Smith, 58, was convicted of a 1988 murder for hire, and eventually sentenced to death.

He was subjected to a failed execution attempt in 2022, when execution officials were unable to set intravenous lines for the lethal injection drugs within the required timeframe.

“They spent more than an hour trying and failed. It was a botched execution,” Ms Shamdasani said.

After that dire experience Smith was now facing “this very untested method, which could amount to torture”.

She also highlighted that Smith had ongoing proceedings in a federal court against the looming execution, which have yet to be resolved.

Beyond the execution method, Ms Shamdasani reiterated the UN’s opposition to the death penalty in principle.

“The death penalty is inconsistent with the fundamental right to life,” she said.

“Rather than inventing new ways to implement capital punishment, we urge all states to put in place a moratorium on its use, as a step towards universal abolition.”

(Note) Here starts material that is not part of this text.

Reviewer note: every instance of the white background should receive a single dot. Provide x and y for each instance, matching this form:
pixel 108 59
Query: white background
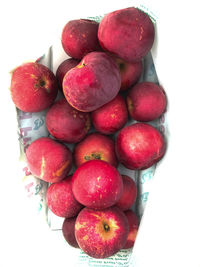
pixel 170 232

Last week, a federal judge ruled ruled that Alabama could proceed with the nitrogen gas method.

US states have found it increasingly difficult to obtain barbiturates used in lethal-injection execution protocols, in part because of a European ban preventing pharmaceutical companies from selling drugs to be used in executions.

As a result, some states have sought to revive older methods such as firing squads, while Alabama, Mississippi and Oklahoma have introduced new gas-based protocols.

Smith has sued the Alabama Department of Corrections, arguing that the proposed method comes with dangerous risks, including that the mask’s seal with his face might be broken allowing in oxygen, botching the execution.

Judge R. Austin Huffaker of the US District Court in Montgomery, Alabama, ruled against Smith, who sought an injunction halting the execution to allow his litigation to proceed.

“Smith is not guaranteed a painless death,” Judge Huffaker wrote in his opinion, citing a US Supreme Court precedent. He wrote that Smith “has not shown the current Protocol is sure or very likely to cause substantial risk of serious harm or super added pain.”

Robert Grass, a lawyer representing Smith, said he planned to appeal the ruling.